There is a wonderful, childlike sense of excitement and anticipation that is connected to the coming of Christmas day –especially Christmas morning.
What child hasn’t looked forward to opening gifts on Christmas morning with great expectation? As a kid, I just couldn’t wait for Christmas morning.
I remember the year my father got up in the middle of the night on Christmas eve and spent hours making us kids a skating rink. I especially remember the year that I got a steel casting rod and Shakespeare reel.
I still have both that rod and reel. A few years back they were part of my collection of vintage fishing gear that was on display at the museum.
I also remember the year that I wanted a Daisy Spitin’ Image BB gun so much I could taste it. No kid ever wished for or anticipated anything as much as I did that BB gun. I never got it though. Part of me identifies with Ralphie Parker in the movie A Christmas Story, about a kid who wants a Red Rider BB gun. Let’s just say it’s still a bit of a sore spot – no pun intended – even after all these years.
Over the years since, my focus has slowly but surely turned more towards anticipation of Christmas dinner. Few things in life appeal to me more than roast turkey with creamy mashed potatoes, candied carrots, golden waxed beans, wild rice stuffing, home-made cranberry sauce and real gravy made in the roaster from the turkey drippings.
Yes, I was disappointed when I didn’t get that BB gun so long ago, but I also remember how my spirits were lifted later in the day by the smell of a turkey roasting in the oven.
I have cooked a fair number of turkey dinners in my day. It’s not all that hard if you pay attention to what you’re doing.
However my real specialty is making the stuffing. So I offer this simple recipe.
Start with about six cups of large bread crumbs and one cup of fine bread crumbs. I make my own bread crumbs by drying out bread in the oven. This can be done a day or two ahead of time. I also prepare my wild rice a day or two ahead of time – about a cup of wild rice in the steamer which I then put it in the fridge until I’m ready.
When the time comes to make the stuffing, I start by chopping up three or four stalks of celery which have been quartered length-wise and placed in a pot to boil in water.
Next I fry up about a dozen medium sized brown mushrooms in butter.

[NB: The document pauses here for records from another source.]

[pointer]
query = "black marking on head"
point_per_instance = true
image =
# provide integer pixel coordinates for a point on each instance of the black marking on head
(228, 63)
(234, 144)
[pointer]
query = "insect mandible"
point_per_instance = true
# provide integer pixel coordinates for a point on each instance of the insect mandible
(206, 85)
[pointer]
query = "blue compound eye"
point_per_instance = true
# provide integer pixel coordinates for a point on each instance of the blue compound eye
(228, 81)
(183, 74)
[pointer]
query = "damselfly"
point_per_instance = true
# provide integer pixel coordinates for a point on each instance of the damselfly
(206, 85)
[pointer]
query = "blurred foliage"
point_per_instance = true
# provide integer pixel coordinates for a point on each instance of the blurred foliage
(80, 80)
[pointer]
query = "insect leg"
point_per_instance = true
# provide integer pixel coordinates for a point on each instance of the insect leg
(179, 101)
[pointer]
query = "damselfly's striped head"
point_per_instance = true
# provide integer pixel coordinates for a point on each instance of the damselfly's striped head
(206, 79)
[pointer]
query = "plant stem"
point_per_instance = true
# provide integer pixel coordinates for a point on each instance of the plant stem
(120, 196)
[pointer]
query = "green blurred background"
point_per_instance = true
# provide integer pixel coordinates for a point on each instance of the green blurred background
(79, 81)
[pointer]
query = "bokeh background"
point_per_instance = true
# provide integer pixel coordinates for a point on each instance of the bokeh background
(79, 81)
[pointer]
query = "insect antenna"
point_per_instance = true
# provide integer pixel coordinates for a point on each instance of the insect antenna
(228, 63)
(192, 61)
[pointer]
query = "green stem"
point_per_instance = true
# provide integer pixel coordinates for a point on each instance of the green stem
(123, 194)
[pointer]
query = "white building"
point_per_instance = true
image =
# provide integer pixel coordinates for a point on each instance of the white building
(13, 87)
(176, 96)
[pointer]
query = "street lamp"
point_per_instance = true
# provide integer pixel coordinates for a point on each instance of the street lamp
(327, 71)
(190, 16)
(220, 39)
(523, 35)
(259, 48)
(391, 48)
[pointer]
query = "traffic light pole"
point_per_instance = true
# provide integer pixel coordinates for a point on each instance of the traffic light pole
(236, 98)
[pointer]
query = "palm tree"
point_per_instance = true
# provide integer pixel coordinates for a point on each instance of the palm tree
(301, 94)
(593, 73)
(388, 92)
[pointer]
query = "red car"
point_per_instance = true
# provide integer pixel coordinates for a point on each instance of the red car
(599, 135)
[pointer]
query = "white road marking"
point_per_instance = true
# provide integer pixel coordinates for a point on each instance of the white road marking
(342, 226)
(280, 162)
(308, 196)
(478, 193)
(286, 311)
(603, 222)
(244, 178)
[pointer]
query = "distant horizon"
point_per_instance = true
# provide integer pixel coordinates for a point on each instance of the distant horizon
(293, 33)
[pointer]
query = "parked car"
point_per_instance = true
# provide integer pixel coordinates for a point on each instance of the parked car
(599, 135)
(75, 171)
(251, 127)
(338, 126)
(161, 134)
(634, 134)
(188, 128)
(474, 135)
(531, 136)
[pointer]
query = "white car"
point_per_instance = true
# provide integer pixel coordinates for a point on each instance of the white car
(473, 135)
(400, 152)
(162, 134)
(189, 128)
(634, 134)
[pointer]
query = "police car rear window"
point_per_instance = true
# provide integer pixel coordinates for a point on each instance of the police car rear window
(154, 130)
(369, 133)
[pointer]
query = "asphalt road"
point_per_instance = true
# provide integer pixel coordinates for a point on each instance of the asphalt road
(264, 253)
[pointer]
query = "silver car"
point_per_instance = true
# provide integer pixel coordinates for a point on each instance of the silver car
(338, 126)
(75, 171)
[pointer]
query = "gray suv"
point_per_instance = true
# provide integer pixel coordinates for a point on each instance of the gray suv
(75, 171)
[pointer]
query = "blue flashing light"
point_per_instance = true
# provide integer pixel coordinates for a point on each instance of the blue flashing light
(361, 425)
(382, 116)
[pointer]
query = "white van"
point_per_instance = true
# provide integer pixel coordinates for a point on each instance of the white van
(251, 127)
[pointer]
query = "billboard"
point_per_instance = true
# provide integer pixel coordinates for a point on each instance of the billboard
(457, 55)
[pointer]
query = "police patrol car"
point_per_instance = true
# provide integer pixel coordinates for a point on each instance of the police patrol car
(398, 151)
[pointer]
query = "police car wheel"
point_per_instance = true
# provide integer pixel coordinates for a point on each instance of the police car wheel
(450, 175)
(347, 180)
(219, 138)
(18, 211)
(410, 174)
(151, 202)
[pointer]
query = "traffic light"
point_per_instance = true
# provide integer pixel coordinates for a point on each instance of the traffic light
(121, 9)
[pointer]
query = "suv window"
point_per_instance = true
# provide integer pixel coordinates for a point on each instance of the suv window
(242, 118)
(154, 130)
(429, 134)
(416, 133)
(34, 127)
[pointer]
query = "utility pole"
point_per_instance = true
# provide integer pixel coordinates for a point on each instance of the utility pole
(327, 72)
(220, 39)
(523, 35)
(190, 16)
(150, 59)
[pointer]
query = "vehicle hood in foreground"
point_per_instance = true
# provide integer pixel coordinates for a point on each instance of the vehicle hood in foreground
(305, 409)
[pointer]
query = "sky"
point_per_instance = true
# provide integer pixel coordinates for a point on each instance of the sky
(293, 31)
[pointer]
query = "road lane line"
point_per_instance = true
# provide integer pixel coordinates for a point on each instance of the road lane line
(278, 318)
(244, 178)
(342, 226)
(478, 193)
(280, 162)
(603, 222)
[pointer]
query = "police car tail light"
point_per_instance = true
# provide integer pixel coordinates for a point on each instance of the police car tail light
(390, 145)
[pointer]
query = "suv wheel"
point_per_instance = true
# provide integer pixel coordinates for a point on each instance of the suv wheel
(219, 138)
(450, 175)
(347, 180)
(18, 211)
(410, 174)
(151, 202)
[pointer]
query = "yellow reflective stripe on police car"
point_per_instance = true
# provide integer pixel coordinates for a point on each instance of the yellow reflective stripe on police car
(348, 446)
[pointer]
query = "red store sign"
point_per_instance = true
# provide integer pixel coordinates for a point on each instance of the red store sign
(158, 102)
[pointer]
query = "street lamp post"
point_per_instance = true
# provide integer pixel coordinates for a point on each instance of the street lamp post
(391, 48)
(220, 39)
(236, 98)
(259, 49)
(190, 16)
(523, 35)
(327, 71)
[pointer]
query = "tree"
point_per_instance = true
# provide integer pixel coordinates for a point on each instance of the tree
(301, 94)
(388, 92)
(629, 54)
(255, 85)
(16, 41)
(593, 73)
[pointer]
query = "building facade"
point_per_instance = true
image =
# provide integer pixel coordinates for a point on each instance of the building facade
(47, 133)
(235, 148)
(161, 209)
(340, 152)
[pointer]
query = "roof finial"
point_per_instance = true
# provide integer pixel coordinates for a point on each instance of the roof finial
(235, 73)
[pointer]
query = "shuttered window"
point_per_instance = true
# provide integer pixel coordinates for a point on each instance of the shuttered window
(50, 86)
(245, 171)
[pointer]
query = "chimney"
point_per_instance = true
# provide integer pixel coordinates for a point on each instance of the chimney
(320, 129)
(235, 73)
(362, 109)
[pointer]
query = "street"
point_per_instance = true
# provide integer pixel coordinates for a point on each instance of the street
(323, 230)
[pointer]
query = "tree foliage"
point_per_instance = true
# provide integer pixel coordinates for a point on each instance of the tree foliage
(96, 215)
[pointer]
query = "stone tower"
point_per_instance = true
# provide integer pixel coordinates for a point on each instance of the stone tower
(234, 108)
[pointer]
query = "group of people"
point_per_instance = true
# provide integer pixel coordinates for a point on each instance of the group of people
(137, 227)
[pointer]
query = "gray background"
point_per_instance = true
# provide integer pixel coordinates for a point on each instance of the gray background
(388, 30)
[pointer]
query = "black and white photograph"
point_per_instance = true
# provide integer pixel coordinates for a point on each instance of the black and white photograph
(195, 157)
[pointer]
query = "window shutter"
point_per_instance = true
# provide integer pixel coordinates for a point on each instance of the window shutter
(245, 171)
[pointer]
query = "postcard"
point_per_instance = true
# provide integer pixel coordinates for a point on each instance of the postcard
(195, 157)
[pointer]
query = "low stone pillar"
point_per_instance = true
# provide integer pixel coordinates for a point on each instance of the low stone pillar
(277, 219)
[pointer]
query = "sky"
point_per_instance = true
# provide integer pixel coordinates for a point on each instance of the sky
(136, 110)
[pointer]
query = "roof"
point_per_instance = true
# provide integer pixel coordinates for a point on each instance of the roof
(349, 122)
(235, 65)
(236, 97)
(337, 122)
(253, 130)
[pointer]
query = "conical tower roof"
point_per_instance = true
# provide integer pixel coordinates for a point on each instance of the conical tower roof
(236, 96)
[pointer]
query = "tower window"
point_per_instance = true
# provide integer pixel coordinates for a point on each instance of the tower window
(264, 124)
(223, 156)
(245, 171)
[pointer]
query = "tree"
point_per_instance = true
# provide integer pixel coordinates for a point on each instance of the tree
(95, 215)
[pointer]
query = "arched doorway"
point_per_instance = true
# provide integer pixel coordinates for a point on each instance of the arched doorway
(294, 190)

When about three-quarters cooked they are set aside in a bowl. When the celery is cooked enough to be soft but not mushy, it too is placed in a bowl. Do not pour out the water. It is used as a base for the liquids. Add two or three generous globs of butter (one glob equals about two table spoons) to the celery water and let simmer at a low heat until the butter is melted.
I like to add about half a cup of turkey drippings to the simmering liquids. I then add about three or four finely chopped dried apricots. Once the apricots are mixed in, I add the celery back into the liquid, along with about half a white onion, very finely chopped.
It is now time to thoroughly mix all the ingredients in a large mixing bowl. First the bread crumbs, to which is added the wild rice, mushrooms and two eggs whisked. Then I add the spices. I use sage, thyme, parsley, marjoram, salt and pepper. The amount of each is strictly a matter of taste, but too much sage or thyme is too much, whereas not quite enough isn’t the end of the world.
Slowly mix in the liquid until the bread crumbs are damp. Too much liquid will turn your ingredients into one big ball of gooey dough. Once everything is mixed together, you can stuff some into your turkey and/or place it into a covered casserole dish and put it in the oven for an hour or so. Do not remove the lid until you are ready to serve it in an appropriate-sized bowl with either.
This simple but delectable stuffing will definitely compliment any Christmas dinner.